We spent twenty years getting designers out of the code. AI just put the design back in charge of it.

The pendulum swings back

Designers used to be in the code. In the Dreamweaver and WYSIWYG era, you laid out a page in a visual tool and it wrote the markup for you. The industry then spent the better part of twenty years undoing that. We drew a line: designers design, developers build, and a human translates between the two.

AI is swinging the pendulum back. Not by putting designers back in the code, but by handing their design to a machine that writes it. Point the model at the file, get components out. The design drives the code again.

Here is the part that should give you pause. This is not a clean return to the Dreamweaver days. Back then, however messy the generated markup was, a person still sat in the translation and owned it. Now the design goes straight to code with no one in the driver's seat. That seat is where quality used to get enforced.

Two quick things before I go further, because this argument gets misread in two predictable ways.
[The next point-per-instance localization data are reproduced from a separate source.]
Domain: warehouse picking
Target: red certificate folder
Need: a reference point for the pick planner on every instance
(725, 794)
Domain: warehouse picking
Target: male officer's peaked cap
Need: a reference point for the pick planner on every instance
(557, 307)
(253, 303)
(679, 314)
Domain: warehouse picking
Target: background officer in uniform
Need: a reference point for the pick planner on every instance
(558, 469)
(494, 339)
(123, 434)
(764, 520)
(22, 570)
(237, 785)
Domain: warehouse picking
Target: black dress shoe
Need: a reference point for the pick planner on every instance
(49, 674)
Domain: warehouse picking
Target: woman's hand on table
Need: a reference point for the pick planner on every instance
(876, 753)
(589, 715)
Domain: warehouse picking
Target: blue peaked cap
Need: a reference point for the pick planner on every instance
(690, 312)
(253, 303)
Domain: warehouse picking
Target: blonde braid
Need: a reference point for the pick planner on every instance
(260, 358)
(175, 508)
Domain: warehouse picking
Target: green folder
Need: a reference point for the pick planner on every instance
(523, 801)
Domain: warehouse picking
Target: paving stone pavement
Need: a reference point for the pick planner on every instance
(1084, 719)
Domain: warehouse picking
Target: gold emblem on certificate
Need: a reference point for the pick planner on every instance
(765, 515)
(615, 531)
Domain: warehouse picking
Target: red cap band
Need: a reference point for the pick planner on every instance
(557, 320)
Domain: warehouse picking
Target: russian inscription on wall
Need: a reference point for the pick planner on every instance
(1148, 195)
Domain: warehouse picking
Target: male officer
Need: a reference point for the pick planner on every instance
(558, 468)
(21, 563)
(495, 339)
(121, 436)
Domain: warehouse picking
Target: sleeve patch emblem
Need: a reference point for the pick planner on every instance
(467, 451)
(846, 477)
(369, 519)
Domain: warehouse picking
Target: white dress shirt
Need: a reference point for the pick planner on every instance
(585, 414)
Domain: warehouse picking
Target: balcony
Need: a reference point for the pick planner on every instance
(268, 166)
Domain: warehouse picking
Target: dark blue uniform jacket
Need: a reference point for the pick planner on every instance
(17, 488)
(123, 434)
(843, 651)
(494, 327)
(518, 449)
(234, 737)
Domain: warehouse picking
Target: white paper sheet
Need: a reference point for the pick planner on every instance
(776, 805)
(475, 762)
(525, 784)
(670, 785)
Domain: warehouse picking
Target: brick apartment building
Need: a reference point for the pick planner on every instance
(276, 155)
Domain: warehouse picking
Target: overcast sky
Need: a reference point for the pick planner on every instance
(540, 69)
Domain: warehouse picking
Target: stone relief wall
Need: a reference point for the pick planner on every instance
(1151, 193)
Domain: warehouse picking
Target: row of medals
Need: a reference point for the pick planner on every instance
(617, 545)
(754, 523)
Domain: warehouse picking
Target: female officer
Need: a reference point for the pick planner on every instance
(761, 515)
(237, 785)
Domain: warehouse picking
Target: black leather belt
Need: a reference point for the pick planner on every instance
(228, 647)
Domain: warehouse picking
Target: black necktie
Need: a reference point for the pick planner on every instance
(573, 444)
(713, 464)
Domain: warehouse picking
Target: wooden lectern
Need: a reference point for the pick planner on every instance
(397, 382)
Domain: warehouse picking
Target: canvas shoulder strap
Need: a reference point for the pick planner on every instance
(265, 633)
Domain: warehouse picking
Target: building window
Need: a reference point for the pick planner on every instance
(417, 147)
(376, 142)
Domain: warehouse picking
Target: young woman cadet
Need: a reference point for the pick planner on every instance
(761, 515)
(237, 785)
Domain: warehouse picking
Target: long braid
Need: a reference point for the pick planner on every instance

First, this is not a knock on designers. Designers do great work. The point is a distinction. What makes a great design file is not what makes a great design system, or what makes good code. A file is judged on the design. A system is judged on reuse, on states, on durability. The AI workflow blurs that line, and the blur is the whole subject.

Second, if you are building a simple static site, pointing AI at the design is genuinely fine. The snapshot is the thing. Ship it. The problem I am describing only bites when the design is meant to become a reusable system: a design system, a custom CMS, a dynamic UI. Keep that scope in mind.

The dream is real

I want to be fair to the dream, because it is seductive and it is partly true. Point AI at the design, get working code, one step.

AI is genuinely valuable. I use it. It has let me do things I could not have done before, and finish projects under tight deadlines in codebases I did not know well. I am not here to tell you the tool is bad.

But notice where that value lands. It lands at the snapshot level. Real value is not the same thing as a foundation. That gap is the rest of this post.

A design is not a foundation

Here is the concrete failure, and it is not hypothetical. Teams build entire token pipelines around the variable names a designer chose in Figma. Naming is a design decision, but auto-translation quietly promotes it to a load-bearing contract. Rename one variable in the design file and the pipeline snaps three steps downstream. The design is doing a foundation's job, and breaking, because it was never built for it.

You can see it in a single pair of names. --blue-500 is a value; --color-primary is an intent. A system should depend on the intent, and AI cannot reliably tell which one the design meant.

The obvious fix is to train designers to name things the system-correct way. But that points the effort at the wrong person. I love working with designers, but the answer is not to turn them into systems engineers, negotiating every token name. Translating their vision into a durable system is my job, not theirs. That translation wants to be a pipeline: map the design tokens onto a universal standard, then watch for drift. I will come back to what that standard is.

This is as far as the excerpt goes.